Four-twenty-seven and a half. “Bring the summons in Monday. I'll get in touch with the girl's lawyer. What's his name?”
"Manders.”
"Maybe we can get you off the hook for a few thousand. Don't loan your cars, Georgie.”.
"I won't pay her a bloody red cent, Trev. Not a goddamn penny. This is highway robbery, that's what it is. Goddamn modern highway robbery.”

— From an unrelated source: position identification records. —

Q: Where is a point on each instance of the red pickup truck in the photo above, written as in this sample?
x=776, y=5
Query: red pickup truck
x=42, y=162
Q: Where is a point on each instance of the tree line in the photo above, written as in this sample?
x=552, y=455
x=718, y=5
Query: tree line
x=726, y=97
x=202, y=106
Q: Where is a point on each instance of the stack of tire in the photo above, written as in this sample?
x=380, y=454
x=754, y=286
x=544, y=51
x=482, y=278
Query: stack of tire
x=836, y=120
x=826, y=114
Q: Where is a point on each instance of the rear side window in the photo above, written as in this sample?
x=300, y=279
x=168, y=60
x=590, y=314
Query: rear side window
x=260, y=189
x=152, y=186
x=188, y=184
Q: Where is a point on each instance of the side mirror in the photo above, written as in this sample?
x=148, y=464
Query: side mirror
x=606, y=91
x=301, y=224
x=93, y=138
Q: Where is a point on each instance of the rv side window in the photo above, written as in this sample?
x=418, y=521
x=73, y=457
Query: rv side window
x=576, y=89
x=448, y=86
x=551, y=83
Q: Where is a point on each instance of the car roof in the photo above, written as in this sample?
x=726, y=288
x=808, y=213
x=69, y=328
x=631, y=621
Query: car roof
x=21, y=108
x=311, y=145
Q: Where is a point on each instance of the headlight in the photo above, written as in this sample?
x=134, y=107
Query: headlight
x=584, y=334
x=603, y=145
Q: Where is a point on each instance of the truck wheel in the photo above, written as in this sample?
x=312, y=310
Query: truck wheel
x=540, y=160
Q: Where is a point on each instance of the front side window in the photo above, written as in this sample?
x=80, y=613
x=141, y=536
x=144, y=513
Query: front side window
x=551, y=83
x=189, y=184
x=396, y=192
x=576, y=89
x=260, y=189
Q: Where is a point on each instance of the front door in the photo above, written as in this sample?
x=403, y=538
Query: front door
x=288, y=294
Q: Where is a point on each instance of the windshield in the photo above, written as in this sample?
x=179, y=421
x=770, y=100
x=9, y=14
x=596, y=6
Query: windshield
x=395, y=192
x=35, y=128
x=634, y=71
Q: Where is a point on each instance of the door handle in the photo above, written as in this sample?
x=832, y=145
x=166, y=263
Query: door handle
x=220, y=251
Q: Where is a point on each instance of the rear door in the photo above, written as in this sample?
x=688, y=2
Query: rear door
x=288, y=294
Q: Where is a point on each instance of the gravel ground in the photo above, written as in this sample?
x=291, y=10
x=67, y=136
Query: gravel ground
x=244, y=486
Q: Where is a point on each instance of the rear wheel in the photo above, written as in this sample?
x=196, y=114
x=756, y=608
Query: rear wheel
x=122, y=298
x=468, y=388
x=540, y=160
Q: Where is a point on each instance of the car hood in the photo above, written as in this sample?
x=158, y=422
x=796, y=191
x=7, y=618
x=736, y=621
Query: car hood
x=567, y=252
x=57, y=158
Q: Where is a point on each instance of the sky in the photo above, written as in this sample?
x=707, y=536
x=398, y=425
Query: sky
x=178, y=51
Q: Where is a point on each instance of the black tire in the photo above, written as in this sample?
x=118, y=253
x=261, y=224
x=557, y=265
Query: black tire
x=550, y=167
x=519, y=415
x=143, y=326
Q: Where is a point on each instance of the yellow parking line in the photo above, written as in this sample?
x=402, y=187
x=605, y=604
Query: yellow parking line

“You want to fight it in court?"
The voice hesitated. “Well, no. I suppose not. The publicity and all. Jesus, everybody and his kid cousin will be laughing at me.”
"Monday, George."
Trevor Whitehead hung up. Four-twenty-nine exactly. He rose from behind his mahogany desk, lifting his attaché case.
The hall carpeting was an inch thick; his shoes made no sound as he came into the large reception room that was a masterpiece of interior decorating in pale blue and gray with hidden fluorescent lighting.
The girl at the reception desk smiled brightly.
“Have a nice weekend, Mister Whitehead," she caroled.
“Thanks, Madge. I'll try.”
She looked at him out of the corners of her eyes as he waited for the elevator. Tall and lean, very distinguished, she thought. A little stuffy, somewhat pompous, but maybe that was just an act.
She wondered what his wife thought of him.